2025年3月31日、国土交通省港湾局は「クルーズ旅客の受入機能高度化に関するガイドライン」を策定・公表した。このガイドラインは、国際クルーズの運航が本格的に再開されてから2年目を迎える現時点において、外国クルーズ船の寄港回数2,000回超という観光立国推進基本計画の達成を視野に、港湾におけるクルーズ旅客受入機能の向上を目指した施策である。寄港地としての魅力を高め、観光客の満足度を高めることで、リピート寄港を含めた寄港の誘致を促進する狙いがある。

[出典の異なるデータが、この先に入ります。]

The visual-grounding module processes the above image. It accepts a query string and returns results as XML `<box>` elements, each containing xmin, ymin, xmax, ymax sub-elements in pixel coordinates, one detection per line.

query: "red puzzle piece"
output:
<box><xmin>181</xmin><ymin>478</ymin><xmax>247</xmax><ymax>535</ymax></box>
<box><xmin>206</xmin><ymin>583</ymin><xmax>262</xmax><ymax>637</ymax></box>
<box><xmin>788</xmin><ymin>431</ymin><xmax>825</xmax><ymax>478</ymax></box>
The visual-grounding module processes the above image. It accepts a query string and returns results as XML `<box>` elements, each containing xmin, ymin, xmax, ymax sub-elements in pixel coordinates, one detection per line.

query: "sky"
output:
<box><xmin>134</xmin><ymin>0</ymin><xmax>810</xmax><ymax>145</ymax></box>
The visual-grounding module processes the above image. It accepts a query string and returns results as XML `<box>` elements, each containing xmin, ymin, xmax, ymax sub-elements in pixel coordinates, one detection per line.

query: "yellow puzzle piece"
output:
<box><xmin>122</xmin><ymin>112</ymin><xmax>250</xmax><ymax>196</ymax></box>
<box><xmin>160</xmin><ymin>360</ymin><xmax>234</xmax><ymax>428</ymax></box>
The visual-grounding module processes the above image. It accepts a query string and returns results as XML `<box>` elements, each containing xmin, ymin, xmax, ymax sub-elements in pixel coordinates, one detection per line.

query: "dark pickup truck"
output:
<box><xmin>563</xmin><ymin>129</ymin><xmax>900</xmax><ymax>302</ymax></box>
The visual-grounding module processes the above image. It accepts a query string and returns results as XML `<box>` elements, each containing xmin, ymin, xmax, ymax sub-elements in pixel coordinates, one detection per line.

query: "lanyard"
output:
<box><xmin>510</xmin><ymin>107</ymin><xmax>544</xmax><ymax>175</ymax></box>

近年、クルーズ旅客の動向に関しては、単なる観光資源としての価値にとどまらず、地域経済や港湾インフラの高度化を促す重要な成長因子としての認識が高まっている。特にクルーズ船の寄港が集中する港湾では、乗下船時の混雑緩和、バリアフリー対応、旅客のスムーズな移動支援といった利便性の向上が求められており、安全対策を含めた受入体制の充実が喫緊の課題とされている。このような背景を踏まえ、国土交通省はクルーズ旅客受入施設の整備にあたる港湾管理者や関係事業者に向けた指針を明確にし、港湾施設の整備・運営における一貫性と品質向上を図ることを目的としてガイドラインを策定した。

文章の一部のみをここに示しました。